It sounds like you're implying that C coders will opt out of the sandboxing provided by the OS, but that's not possible without coding kernel level code. For userland processes, the sandboxing isn't optional, and your process will be sent a SEGV signal if it tries to access memory it's not allowed to access.

rockwotj · on Dec 12, 2023

I am not implying that. I am just saying it’s more than memory sandboxing Wasm gives.

trealira · on Dec 12, 2023

Then, my bad for misinterpreting what you wrote.

intelVISA · on Dec 12, 2023

How am I going to sell wasm shovelware if people know The Truth?

lmm · on Dec 12, 2023

If those utilities cared about that sort of thing they'd already have been rewritten in OCaml 20 years ago. The reasons unix utilities are written in C and C compilers don't do bounds checking are political, not technical.

saagarjha · on Dec 12, 2023

Because this breaks the C ABI, so you can only do it with programs that were designed to be sandboxed anyways.

ithkuil · on Dec 11, 2023

NaCl solved that long time ago

flohofwoe · on Dec 11, 2023

NaCl was CPU specific, and the way they solved this problem with PNaCl (by using a subset of the LLVM IR) was more or less a hack which most likely involved at least as much machinery in the browser as a WASM runtime (and it compiled slower and also performance wasn't any better than even the first WASM runtimes, the only thing that PNaCl had going for it was straightforward multithreading support, which took far too long to materialize in WASM - on the other hand, Spectre/Meltdown would also have affected PNaCl hard).

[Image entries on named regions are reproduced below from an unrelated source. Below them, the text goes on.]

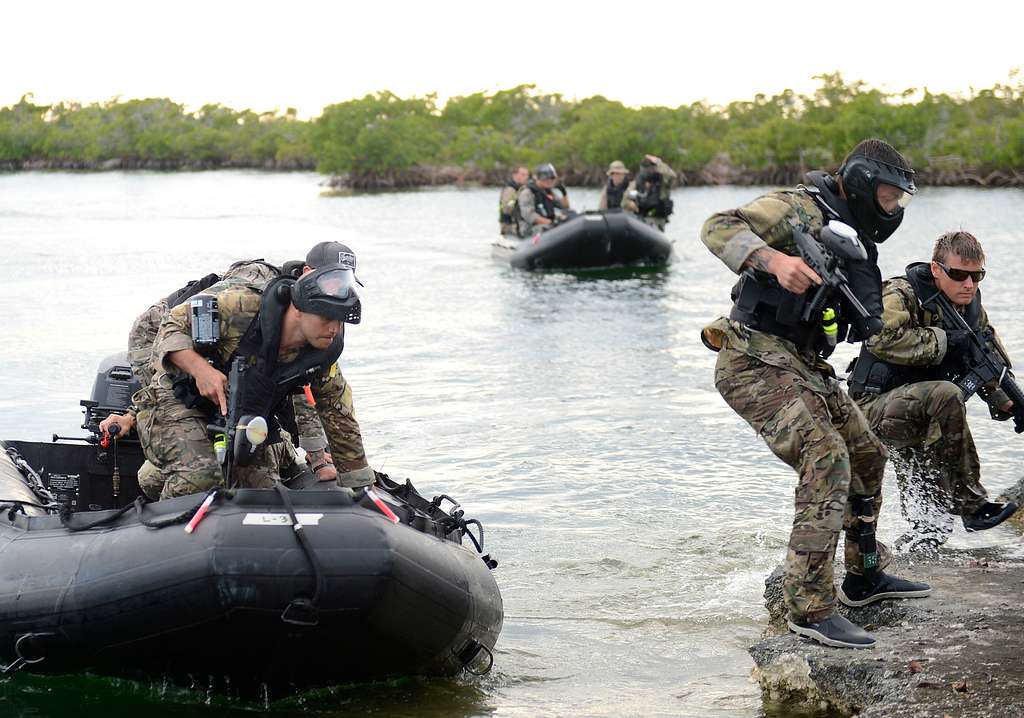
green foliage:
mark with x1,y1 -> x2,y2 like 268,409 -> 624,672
6,73 -> 1024,178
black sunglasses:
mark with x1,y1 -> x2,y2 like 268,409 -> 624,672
935,262 -> 985,284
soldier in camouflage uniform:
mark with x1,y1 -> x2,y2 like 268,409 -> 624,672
498,167 -> 529,237
134,243 -> 374,499
623,155 -> 676,231
99,258 -> 337,501
850,231 -> 1017,550
701,140 -> 931,647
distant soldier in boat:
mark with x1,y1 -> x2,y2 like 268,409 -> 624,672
518,162 -> 569,237
124,243 -> 374,499
850,230 -> 1022,551
700,139 -> 931,648
498,166 -> 529,236
623,155 -> 676,231
597,160 -> 636,212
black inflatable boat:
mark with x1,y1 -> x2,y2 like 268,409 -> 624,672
0,356 -> 503,695
492,212 -> 672,269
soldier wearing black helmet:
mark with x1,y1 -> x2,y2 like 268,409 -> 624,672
518,162 -> 569,237
135,242 -> 374,499
701,139 -> 931,648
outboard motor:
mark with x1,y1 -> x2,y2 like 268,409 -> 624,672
81,351 -> 142,438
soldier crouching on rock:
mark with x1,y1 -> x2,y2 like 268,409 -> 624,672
701,139 -> 931,648
850,231 -> 1017,551
125,243 -> 374,499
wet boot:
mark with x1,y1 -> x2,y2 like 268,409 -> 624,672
787,614 -> 874,648
964,501 -> 1017,531
837,571 -> 932,606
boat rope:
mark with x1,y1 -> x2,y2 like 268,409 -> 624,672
60,491 -> 220,532
7,448 -> 59,511
273,479 -> 324,626
0,633 -> 56,674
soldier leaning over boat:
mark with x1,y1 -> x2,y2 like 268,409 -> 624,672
701,139 -> 931,648
518,162 -> 569,237
99,243 -> 373,498
498,165 -> 529,237
99,250 -> 344,493
623,155 -> 676,231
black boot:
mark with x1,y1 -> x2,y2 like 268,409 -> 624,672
964,501 -> 1017,531
838,571 -> 932,606
788,614 -> 874,648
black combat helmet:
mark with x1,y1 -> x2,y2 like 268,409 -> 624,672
534,162 -> 558,179
839,147 -> 918,244
292,243 -> 362,324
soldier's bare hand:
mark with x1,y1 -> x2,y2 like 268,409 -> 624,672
195,365 -> 227,416
768,252 -> 821,294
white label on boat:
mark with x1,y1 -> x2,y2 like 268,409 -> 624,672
242,513 -> 324,526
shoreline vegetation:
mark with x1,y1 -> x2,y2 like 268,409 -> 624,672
0,71 -> 1024,191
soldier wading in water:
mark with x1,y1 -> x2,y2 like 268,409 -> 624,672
701,139 -> 931,648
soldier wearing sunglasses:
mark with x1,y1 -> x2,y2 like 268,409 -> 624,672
850,231 -> 1017,550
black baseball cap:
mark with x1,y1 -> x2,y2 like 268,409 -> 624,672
306,242 -> 355,270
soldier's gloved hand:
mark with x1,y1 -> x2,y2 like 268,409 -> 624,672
946,329 -> 972,356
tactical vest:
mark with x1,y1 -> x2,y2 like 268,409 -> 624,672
850,262 -> 981,398
637,172 -> 673,219
174,277 -> 345,442
604,177 -> 629,209
498,179 -> 522,224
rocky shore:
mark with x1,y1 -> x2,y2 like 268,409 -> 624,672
750,550 -> 1024,718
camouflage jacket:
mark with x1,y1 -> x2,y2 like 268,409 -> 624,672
498,184 -> 519,235
148,286 -> 372,482
700,189 -> 834,391
864,277 -> 1010,406
128,261 -> 278,386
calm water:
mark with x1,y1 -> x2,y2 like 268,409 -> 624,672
0,172 -> 1024,718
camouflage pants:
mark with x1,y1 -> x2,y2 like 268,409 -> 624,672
137,386 -> 295,499
857,381 -> 988,535
715,346 -> 891,621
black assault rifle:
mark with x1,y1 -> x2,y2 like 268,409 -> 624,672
206,356 -> 259,489
923,292 -> 1024,433
793,220 -> 883,339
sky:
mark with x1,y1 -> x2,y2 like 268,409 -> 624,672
0,0 -> 1024,118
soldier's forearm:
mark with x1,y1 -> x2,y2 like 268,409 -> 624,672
740,243 -> 781,272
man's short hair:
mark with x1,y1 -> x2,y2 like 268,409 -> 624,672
843,139 -> 910,170
932,230 -> 985,262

Having worked with asm.js, NaCl, PNaCl (plus a couple other long forgotten competitors like Adobe's Alchemy/Flascc) and finally WASM: WASM is the natural result of an evolutionary process, and considering what all could have gone wrong if business decisions would have overruled technology decisions, what we got out of the whole endeavour is really pretty damn good. It's really not surprising that Google abandondend PNaCl and went full in on WASM.

lambda · on Dec 11, 2023

Yeah, WASM was the result of taking a look at NaCl, realizing it could never be specified and independently implemented, and writing a spec for something better that could.

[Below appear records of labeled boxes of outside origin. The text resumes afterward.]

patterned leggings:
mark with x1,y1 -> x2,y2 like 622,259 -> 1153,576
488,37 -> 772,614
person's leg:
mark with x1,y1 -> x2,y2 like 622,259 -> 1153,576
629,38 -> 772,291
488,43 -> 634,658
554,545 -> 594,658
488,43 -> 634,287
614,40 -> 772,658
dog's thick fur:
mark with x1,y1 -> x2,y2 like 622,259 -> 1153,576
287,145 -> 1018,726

WASM is superior in pretty much all ways to NaCl other than being a bit more time to go through the whole specification and implementation process. NaCl was a great prototype, and WASM is a much more polished result because of it.

jancsika · on Dec 11, 2023

Ooh, I'd love to know a few more details about both.

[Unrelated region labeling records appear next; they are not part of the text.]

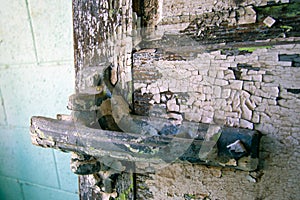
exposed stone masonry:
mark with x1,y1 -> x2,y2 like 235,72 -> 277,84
133,44 -> 300,129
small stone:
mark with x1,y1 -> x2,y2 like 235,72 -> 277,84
251,112 -> 260,123
184,112 -> 201,122
263,16 -> 276,28
222,89 -> 231,99
215,78 -> 228,86
226,117 -> 240,126
226,140 -> 247,153
242,105 -> 252,121
213,86 -> 222,98
210,168 -> 222,178
246,175 -> 256,183
225,159 -> 237,166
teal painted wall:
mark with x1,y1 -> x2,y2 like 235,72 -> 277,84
0,0 -> 78,200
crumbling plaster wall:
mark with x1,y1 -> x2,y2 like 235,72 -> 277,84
133,1 -> 300,200
134,44 -> 300,199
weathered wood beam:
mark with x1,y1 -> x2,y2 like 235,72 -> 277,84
31,117 -> 259,171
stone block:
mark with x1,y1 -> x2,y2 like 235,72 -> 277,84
226,117 -> 240,127
0,1 -> 36,65
240,119 -> 253,129
184,112 -> 201,122
221,88 -> 231,99
213,86 -> 222,98
167,99 -> 179,112
263,16 -> 276,28
227,80 -> 243,90
28,0 -> 73,62
215,78 -> 228,86
237,6 -> 256,24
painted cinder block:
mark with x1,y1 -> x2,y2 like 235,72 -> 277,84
0,176 -> 23,200
23,184 -> 78,200
0,0 -> 36,65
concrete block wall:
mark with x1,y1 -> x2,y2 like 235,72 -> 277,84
0,0 -> 78,200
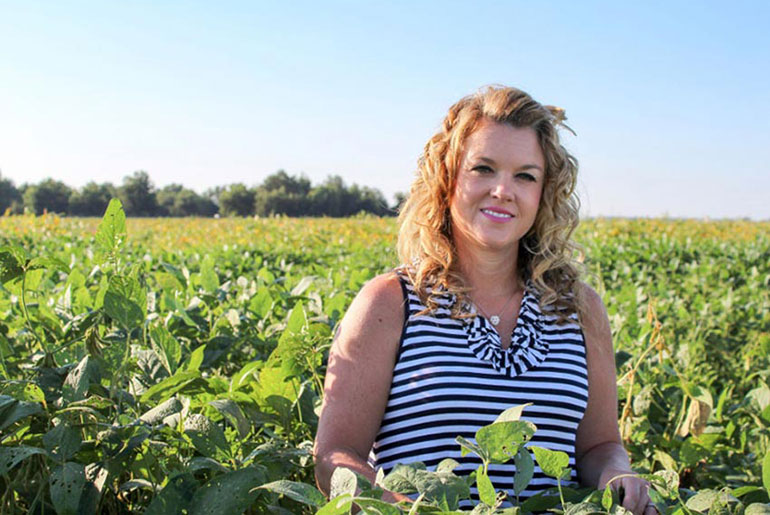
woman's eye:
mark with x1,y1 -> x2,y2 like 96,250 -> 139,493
516,172 -> 537,182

What kept NaCl from being independently implemented? And what did WASM learn from NaCl?

Edit: ah, someone already mentioned NaCl being CPU-specific.

ithkuil · on Dec 11, 2023

(P)NaCl was just too close to the past, roo many memories of activeX, flash and other crap still loomed heavy in people's hearts and they wanted a clean cut with the past, an open web, free from the dictat of corporations etc.

I do understand why people wanted something different and rejected (p)NaCl. But the reason is not technical, it's political (in the broad sense). Any technical issues could have been solved by fixing and extending (p)NaCl, but everybody involved understood it was not going to work

krasin · on Dec 12, 2023

I used to work in the Native Client team at Google, both on regular NaCl and pNaCl. It failed for technical reasons too. And maybe, mostly for technical reasons.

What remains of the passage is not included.